Thursday, 21 June 2007

Hardware Replacement Lifecycle

How do you replace your hardware? I've always thought a sound technology replacement lifecycle is essential. Brand new arrays are great. You can't wait to get them in and start using the hardware and before you know it, they are starting to fill up. If you didn't order a fully populated array (and if we are buying DMX-3, then that's almost a certainty) then you might extend it a few times with more disks, cache and ports.

But then the free maintenance period starts to loom. Nobody wants to think about the hassle of getting out that old array. Maintenance kicks in and before you know it, you're paying charges on hardware you want to replace.

In some respects it's a bit like using a credit card. You tell yourself you absolutely won't use it for credit. You'll pay the balance off each month, but then something comes along that you just must have (like that shiny new plasma screen) and you think; "I can pay that off over a couple of months, no sweat". But then you're hooked and paying interest which you never wanted to pay.

Although it's hard, it is essential to establish a hardware replacement strategy. There are lots of good reasons for shipping old hardware out:

  • you will have to pay maintenance
  • there may be compatibility issues
  • parts may become difficult to locate (e.g. small disk sizes)
  • the vendor may end support
  • power/cooling/density pressures may increase
  • no new features will be developed for non-strategic hardware

So here's my plan. Agree a replacement schedule and stick to it.

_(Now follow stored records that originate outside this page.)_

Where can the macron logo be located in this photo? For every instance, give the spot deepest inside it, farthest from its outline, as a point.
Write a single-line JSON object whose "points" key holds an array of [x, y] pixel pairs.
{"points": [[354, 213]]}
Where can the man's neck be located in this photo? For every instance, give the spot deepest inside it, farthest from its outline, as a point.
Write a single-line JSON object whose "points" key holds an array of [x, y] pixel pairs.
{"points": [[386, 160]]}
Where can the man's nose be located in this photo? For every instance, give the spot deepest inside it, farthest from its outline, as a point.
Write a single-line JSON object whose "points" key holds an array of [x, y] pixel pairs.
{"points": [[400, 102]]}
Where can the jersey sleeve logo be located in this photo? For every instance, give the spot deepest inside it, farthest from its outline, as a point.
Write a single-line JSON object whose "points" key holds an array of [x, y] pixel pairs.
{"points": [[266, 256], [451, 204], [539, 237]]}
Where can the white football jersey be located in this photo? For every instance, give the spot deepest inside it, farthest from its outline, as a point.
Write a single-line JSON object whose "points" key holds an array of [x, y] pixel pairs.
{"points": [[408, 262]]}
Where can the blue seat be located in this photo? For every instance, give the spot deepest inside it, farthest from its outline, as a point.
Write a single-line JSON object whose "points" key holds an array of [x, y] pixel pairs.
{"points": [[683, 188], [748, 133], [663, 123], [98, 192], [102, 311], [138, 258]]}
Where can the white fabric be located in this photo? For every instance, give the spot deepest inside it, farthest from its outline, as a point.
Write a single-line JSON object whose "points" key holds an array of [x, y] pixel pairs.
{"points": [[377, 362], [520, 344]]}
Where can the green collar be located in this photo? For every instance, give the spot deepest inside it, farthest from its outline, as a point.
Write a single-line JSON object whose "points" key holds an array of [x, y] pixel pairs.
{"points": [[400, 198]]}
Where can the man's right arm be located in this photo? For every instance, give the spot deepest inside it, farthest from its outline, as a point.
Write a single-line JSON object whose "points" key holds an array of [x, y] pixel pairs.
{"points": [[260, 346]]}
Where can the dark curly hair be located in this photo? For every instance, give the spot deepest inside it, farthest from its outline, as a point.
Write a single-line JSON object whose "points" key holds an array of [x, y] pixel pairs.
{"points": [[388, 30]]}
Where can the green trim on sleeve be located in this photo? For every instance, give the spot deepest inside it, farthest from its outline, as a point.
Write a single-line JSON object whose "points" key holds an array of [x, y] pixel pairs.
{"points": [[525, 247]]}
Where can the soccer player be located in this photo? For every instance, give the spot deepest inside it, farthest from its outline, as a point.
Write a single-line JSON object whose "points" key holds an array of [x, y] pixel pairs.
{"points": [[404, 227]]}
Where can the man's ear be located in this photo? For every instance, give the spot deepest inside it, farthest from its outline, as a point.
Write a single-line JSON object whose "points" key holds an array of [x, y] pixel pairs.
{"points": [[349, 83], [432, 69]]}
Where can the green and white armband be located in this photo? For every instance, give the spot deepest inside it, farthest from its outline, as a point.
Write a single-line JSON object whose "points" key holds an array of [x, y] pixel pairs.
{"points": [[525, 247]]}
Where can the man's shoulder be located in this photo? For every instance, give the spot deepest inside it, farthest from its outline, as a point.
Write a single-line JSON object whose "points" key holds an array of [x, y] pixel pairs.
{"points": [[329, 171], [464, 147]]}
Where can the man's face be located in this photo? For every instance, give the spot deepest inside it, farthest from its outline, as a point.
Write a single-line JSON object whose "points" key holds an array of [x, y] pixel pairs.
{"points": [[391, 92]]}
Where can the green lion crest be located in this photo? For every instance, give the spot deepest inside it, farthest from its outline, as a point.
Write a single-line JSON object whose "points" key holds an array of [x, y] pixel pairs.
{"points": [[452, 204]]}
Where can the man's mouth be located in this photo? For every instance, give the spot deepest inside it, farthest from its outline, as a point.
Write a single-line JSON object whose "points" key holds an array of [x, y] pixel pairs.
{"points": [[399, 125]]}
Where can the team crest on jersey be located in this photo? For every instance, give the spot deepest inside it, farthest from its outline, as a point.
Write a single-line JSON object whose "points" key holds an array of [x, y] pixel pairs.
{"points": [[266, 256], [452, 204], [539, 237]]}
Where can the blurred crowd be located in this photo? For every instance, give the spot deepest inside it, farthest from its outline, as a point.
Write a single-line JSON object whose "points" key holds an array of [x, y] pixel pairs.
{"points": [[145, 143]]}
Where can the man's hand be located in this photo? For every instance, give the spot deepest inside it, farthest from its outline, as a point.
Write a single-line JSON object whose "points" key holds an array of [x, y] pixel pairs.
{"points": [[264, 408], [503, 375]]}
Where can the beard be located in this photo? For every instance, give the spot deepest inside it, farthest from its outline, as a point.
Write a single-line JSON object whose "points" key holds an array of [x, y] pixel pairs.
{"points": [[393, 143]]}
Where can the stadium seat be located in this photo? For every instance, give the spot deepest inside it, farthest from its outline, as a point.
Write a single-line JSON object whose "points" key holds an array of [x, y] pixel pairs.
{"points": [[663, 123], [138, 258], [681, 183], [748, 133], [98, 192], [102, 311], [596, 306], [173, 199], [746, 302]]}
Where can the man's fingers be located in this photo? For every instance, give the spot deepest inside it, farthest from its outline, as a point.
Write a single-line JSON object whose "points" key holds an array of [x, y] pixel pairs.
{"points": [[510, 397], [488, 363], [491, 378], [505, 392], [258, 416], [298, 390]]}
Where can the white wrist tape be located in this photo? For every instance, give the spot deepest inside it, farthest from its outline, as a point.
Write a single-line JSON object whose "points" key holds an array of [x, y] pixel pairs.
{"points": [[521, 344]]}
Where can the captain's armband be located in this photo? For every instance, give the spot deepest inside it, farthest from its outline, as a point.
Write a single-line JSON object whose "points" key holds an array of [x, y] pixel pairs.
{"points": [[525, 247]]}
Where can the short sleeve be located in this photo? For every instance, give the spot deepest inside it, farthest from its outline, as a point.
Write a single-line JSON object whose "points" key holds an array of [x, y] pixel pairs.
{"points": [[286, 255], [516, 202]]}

Firstly you keep your risk exposure to a minimum, but also you'll have the vendors knocking at your door as they will know you are in the market for new equipment. Users of the array can also be notified of the lifecycle and be made aware ahead of time of the refresh cycle. Imagine a 4-year hardware lifetime. An example timeline could be;

  1. Year 0 to the end of Year 3- GREEN: the array is a target for new allocations. The array is a target for maintenance upgrades on a regular basis (say 3-6 months, depending on release cycles)
  2. Year 4, first half - AMBER: the array is still a target for adding storage to existing hosts on the array. No new storage/ports/cache will be added to the array. No new hosts will be added to the array. Maintenance on the standard cycle still continues.
  3. Year 4 second half - RED: the array is a target for active migrations. Servers requiring new storage are forced to move off the array in order to receive their storage. Servers are scheduled to be moved to a new array within the 6 months. No new maintenance other than emergency fixes are to be applied.
  4. Year 4 end - BLUE: the array is empty. Maintenance is terminated. The array is decommissioned and shipped out.

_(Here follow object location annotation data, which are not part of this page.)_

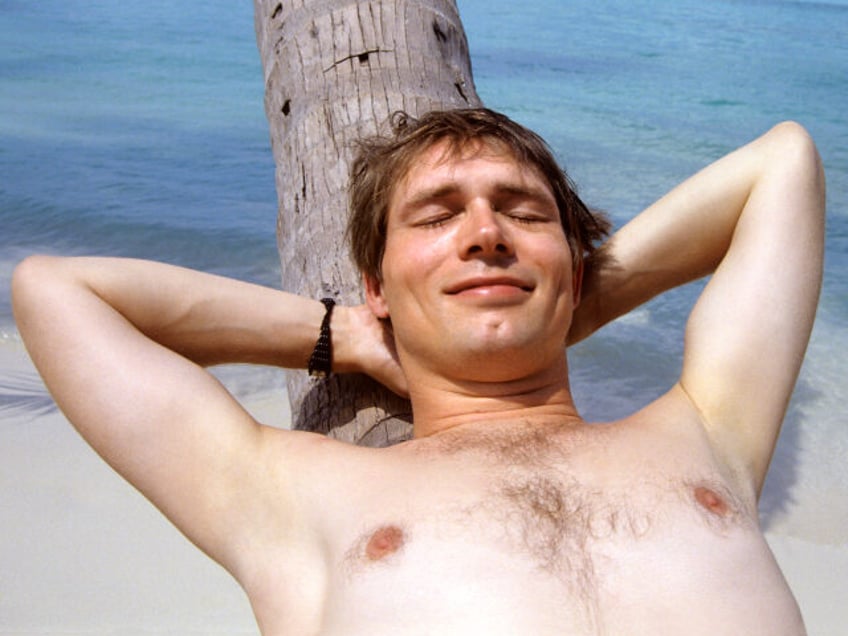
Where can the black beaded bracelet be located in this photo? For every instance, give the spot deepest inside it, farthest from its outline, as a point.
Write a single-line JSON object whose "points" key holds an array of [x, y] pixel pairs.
{"points": [[321, 360]]}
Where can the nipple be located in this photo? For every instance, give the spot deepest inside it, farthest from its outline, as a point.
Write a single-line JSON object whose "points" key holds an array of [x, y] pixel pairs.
{"points": [[385, 541], [711, 501]]}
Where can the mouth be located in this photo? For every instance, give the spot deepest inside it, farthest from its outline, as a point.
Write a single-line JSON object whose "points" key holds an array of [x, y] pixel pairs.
{"points": [[490, 285]]}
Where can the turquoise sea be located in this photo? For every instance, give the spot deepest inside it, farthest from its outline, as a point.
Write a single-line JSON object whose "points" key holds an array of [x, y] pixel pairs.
{"points": [[138, 129]]}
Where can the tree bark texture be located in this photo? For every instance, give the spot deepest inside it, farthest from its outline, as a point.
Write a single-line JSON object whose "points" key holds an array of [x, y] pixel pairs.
{"points": [[335, 71]]}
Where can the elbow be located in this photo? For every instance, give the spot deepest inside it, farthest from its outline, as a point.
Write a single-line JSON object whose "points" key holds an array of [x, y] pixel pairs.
{"points": [[31, 279], [793, 145]]}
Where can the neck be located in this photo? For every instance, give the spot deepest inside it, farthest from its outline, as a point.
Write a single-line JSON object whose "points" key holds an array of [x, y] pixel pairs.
{"points": [[440, 404]]}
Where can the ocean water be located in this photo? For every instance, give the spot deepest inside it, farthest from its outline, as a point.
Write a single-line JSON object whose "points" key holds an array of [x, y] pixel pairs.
{"points": [[138, 129]]}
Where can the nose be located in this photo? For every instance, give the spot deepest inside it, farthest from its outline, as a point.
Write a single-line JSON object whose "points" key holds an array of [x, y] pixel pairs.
{"points": [[484, 234]]}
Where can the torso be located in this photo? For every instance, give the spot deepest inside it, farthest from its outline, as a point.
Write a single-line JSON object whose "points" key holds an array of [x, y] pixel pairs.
{"points": [[626, 528]]}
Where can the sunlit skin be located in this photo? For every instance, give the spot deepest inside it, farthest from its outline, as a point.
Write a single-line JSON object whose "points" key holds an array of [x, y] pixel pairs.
{"points": [[506, 514], [477, 279]]}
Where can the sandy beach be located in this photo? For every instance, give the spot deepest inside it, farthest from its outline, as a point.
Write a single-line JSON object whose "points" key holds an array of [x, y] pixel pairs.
{"points": [[84, 553]]}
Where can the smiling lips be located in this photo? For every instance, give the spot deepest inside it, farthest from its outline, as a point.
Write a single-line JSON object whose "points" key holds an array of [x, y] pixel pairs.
{"points": [[490, 286]]}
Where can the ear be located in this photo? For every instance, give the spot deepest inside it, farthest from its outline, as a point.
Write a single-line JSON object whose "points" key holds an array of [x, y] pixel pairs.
{"points": [[577, 283], [374, 296]]}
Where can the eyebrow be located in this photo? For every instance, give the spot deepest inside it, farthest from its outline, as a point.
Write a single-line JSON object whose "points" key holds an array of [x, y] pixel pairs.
{"points": [[428, 195]]}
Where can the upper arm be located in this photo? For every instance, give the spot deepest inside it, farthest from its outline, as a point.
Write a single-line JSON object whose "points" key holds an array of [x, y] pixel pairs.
{"points": [[161, 421], [746, 337]]}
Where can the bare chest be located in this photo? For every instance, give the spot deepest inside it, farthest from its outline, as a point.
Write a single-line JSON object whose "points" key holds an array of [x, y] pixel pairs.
{"points": [[546, 538]]}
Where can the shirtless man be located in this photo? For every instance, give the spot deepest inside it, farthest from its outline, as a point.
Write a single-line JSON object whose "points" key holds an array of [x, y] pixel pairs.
{"points": [[506, 513]]}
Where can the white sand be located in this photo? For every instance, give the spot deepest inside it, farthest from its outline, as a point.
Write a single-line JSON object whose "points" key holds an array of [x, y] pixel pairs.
{"points": [[82, 552]]}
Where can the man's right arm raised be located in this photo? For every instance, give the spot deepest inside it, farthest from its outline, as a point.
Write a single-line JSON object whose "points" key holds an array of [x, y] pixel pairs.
{"points": [[122, 345]]}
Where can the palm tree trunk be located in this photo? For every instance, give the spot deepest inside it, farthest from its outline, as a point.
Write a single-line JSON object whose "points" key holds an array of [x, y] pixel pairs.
{"points": [[334, 72]]}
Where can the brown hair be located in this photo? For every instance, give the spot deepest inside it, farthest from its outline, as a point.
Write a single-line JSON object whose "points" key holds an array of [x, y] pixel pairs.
{"points": [[383, 161]]}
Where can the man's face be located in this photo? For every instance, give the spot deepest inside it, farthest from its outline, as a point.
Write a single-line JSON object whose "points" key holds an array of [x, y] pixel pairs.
{"points": [[477, 273]]}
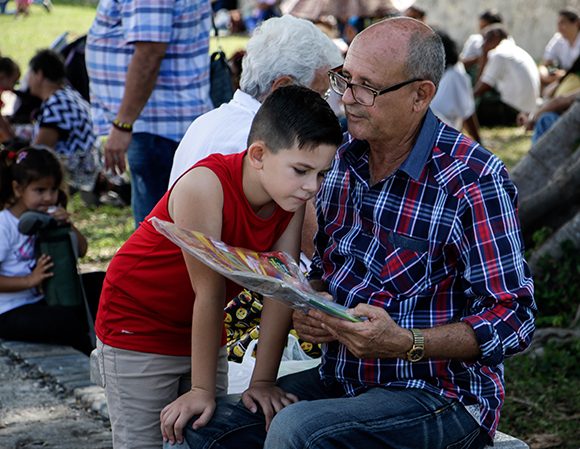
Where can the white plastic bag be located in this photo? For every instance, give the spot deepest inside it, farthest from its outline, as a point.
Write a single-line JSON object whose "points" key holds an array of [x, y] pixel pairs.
{"points": [[294, 359]]}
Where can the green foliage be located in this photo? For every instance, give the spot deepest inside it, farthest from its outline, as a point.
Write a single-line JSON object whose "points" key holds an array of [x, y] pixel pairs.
{"points": [[558, 288], [106, 229], [23, 36], [510, 144]]}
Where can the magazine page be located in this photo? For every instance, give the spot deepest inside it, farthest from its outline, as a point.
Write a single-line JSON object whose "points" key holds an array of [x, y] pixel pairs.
{"points": [[273, 274]]}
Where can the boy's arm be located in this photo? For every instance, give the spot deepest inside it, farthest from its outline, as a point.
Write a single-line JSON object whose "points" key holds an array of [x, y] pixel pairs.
{"points": [[274, 326], [196, 203]]}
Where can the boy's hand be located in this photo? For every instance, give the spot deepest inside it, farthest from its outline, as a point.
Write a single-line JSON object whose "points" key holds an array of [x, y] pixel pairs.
{"points": [[269, 397], [175, 416], [41, 271]]}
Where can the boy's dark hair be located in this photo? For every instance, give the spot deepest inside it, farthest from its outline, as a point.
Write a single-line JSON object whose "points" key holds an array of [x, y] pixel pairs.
{"points": [[295, 115], [50, 64], [491, 16], [25, 166], [8, 67]]}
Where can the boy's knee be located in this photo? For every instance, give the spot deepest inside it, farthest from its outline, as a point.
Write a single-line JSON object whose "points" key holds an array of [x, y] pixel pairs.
{"points": [[289, 426]]}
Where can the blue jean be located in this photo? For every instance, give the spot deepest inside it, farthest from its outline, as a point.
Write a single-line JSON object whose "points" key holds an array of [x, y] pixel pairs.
{"points": [[150, 159], [325, 418], [543, 124]]}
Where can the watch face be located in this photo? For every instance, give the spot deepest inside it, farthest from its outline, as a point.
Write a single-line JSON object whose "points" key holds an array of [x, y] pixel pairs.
{"points": [[415, 354]]}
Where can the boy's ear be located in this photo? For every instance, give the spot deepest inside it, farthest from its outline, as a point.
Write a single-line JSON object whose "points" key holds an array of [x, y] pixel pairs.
{"points": [[256, 153]]}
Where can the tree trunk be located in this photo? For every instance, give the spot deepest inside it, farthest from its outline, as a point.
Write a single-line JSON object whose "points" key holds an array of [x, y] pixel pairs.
{"points": [[563, 187], [552, 246], [549, 153], [547, 177]]}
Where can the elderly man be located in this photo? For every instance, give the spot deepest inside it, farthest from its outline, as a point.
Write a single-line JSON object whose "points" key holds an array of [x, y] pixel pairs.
{"points": [[419, 235], [282, 51]]}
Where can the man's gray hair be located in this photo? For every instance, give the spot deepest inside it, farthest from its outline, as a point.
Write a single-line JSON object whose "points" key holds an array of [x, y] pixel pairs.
{"points": [[285, 46], [426, 58]]}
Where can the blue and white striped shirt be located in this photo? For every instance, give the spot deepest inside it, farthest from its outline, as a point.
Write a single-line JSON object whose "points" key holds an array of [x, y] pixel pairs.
{"points": [[182, 89]]}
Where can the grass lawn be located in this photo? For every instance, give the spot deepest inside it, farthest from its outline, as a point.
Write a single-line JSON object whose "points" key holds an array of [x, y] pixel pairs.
{"points": [[543, 392], [23, 36]]}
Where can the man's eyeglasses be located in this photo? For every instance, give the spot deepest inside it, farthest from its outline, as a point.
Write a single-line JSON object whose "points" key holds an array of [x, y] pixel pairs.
{"points": [[363, 95]]}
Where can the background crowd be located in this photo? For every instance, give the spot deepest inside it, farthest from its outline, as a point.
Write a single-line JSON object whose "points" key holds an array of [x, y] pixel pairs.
{"points": [[150, 113]]}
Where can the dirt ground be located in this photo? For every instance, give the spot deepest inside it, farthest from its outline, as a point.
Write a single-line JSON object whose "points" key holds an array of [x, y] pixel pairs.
{"points": [[34, 413]]}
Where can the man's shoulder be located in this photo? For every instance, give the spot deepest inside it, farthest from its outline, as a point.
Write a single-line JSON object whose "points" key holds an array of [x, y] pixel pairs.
{"points": [[458, 161]]}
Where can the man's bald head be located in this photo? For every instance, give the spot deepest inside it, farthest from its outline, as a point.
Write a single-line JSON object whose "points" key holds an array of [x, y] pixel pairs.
{"points": [[408, 43]]}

There's an obvious flaw in this policy - new hardware has to be on the floor during the last 6-12 months of the term to make it work. But, in any event, that has to happen anyway; either you get a new array in early, or you pay maintenance on the old hardware as you deploy a new array and migrate to it.

It may be that vendor hardware releases dictate that the 4 year term is shortened or increased to ensure the latest technology can be put on the floor. That could be an issue depending on the terms of maintenance for existing equipment, however getting that sorted is just a case of getting the right commercial arrangement.

What do you do?

2 comments:

Marc Farley said...

The storage product lifecycle is one of the key rationales for having a virtualization strategy. Virtualizing storage targets, coupled with automated data migration from old to new storage can take a lot of pressure off the transition process. There may be opportunities to use less expensive or re-purposed storage during year four so end users don't have to deal with restrictions on their projects. All this depends on the capabilities of the virtualization system, of course.

In an EqualLogic environment (I work for them) - subsystems can be upgraded with higher capacity drives during the product lifecycle. This happens without any downtime using the virtual paging capability of the systems (pages are moved from your production storage system to a temporary system and then moved back to the upgraded system ). Considering that drives are the component most likely to fail, its possible to get longer life from a subsystem that way. It doesn't keep you from having end of life scenarios, but it makes them less frequent. There's a lot more to the page-based architecture that I won't go into now, but the long and short is that end of life is much more graceful.

Chris M Evans said...

Marc, thanks for the post, I'd be interested in learning more about your products and the page-based architecture.